Opinión

La ciencia bajo garra de los adoradores del capital

Miguel H. López – @miguelhache

La ciencia, las ciencias sociales en particular, y los oscurantistas, adoradores de lo más brutal de la humanidad en todos los ámbitos, nunca se llevaron bien. A nivel global –y local– este es un asunto que se reitera y en estos tiempos cobra peligrosa profundidad. Los sectores más retrógrados de la sociedad paraguaya –los gremios de empresarios, agroganaderos e industriales– aprisionaron al Consejo Nacional de Ciencia y Tecnología (Conacyt) y se disponen a decidir qué debe investigarse, qué no y –por supuesto– qué debe ser ciencia y qué no.

Hace un tiempo, a nivel global, la anticiencia, los antivacuna, los transgenistas y los terraplanistas, entre otros, vienen enarbolando la bandera de las más variopintas teorías de conspiración e instalando en el imaginario de un sector grande de la población que lo académico, la investigación, solo busca engañar y destruir a la humanidad.

A nivel local, desde hace unos meses, miembros de agrupaciones y sectores conservadores vinculados a grupos políticos reaccionarios como Patria Querida o fundaciones maquilladas con discursos liberales emprenden una furiosa campaña en contra de investigaciones financiadas por el Conacyt y desarrolladas por científicos, centros académicos y de investigación que no reproduzcan el discurso favorable a sus intereses. Tomando elementos aislados y sin contexto, utilizan las redes para regar un discurso de odio y de ataque a la ciencia. Tan sintomática es la arremetida que en el rastro que dejan es muy fácil entender de dónde viene, a dónde va, qué propósitos hay detrás y qué intereses defiende: investigaciones que ponen en evidencia los efectos nocivos de los agrotóxicos en los seres humanos, estudios sobre poblaciones LGBTI, o que abordan temas sobre inequidades o revelen los orígenes estructurales de la pobreza son acusadas de no científicas y señaladas como innecesarias, como absurdas o superfluas.

Las ciencias sociales y las humanas, en particular, son las que más molestan porque ponen en el tapete todo aquello que los poderes políticos y económicos –incluidas las mafias– buscan esconder, porque directa o indirectamente son culpables de su ocurrencia. Por esta razón es fácil entender quiénes mueven los hilos de esta maniobra de desprestigio en contra de las investigaciones y su financiación.

La segunda fase de la inicua campaña ocurrió en el seno del Conacyt, en donde durante muchos años las ciencias sociales no fueron consideradas tales porque estaba dominado por gestores de las llamadas ciencias duras (exactas). Allí, en cuyo consejo hay una mayoría de representantes de gremios de la industria, centrales obreras, el comercio, la ganadería y el agronegocio (nadie que haga ciencia), a principios de abril dieron rango de verdad al rumor y tomaron la catastrófica decisión, sin denuncia alguna, de poner bajo lupa algunos proyectos, suspender la financiación a otros “cuyos resultados sean deficientes” y cambiar sustancialmente las reglas de juego: de ahora en adelante es el Consejo (plagado de gente no idónea para la investigación científica) el que seleccionará los proyectos a ser financiados, antes que cualquier otra instancia calificada para tal tarea, dejando de lado incluso la evaluación de pares investigadores en el exterior, práctica que había dado alta credibilidad y calidad al Conacyt, hasta hace medio mes.

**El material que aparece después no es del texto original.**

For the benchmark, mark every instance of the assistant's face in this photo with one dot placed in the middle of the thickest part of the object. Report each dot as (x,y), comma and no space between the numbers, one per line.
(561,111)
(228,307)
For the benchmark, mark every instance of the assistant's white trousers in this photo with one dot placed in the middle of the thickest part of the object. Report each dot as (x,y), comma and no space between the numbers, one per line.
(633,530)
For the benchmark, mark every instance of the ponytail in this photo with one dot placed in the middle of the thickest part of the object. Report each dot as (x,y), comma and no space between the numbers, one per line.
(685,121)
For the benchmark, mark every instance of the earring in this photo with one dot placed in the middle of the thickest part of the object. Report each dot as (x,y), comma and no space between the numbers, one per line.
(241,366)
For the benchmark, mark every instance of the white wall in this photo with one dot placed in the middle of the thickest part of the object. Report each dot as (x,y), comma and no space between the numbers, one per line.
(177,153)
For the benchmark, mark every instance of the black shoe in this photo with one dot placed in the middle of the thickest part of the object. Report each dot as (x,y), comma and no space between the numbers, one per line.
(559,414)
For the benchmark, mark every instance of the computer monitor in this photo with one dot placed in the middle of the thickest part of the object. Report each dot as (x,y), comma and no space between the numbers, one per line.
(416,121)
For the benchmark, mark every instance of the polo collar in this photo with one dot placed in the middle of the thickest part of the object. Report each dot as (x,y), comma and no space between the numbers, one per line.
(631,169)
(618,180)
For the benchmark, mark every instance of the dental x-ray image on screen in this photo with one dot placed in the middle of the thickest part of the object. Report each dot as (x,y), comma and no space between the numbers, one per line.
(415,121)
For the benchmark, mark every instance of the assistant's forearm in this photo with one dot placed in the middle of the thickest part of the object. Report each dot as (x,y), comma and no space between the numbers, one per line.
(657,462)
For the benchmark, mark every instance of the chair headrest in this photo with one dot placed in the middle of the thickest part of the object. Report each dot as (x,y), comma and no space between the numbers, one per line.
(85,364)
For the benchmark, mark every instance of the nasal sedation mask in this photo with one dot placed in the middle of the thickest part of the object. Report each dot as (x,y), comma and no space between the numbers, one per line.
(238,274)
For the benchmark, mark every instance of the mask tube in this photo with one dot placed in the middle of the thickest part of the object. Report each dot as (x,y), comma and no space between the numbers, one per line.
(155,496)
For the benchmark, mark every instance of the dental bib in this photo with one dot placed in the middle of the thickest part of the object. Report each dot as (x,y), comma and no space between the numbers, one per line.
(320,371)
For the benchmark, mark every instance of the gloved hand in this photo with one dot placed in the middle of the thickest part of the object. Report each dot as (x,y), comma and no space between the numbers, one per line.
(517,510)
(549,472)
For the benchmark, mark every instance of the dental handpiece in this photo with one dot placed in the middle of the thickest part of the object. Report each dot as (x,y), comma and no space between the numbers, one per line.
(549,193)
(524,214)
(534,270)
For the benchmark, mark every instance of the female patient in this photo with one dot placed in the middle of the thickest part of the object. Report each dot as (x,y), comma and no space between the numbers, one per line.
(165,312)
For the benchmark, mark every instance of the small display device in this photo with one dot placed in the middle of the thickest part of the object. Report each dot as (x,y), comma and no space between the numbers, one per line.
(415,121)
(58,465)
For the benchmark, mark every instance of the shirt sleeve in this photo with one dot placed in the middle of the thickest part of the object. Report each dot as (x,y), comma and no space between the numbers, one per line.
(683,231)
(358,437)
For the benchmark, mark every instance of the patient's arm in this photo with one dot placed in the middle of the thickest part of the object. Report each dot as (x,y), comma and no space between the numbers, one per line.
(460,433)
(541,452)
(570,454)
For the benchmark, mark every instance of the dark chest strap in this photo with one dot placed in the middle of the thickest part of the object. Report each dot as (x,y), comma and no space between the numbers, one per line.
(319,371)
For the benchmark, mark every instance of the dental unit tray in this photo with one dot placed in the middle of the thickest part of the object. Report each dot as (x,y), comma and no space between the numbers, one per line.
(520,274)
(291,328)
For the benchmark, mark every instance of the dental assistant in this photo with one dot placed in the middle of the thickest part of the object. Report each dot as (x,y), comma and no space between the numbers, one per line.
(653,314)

La propuesta –convertida en resolución– que cercena la investigación científica en Paraguay con fondos públicos, paradójicamente provino del representante de los trabajadores –vinculado al partido de gobierno–, secundada con fruición por el gremio industrial.

Los sectores afectados –individualidades, centros, universidades– a nivel local e internacional denuncian insistentemente lo ocurrido. Desde el Conacyt tratan de ensayar discurso diciendo que no aprobaron lo que aprobaron.

Conacyt necesita una ley que lo reforme y limpie de los lastres del medioevo. Esa sí será justicia.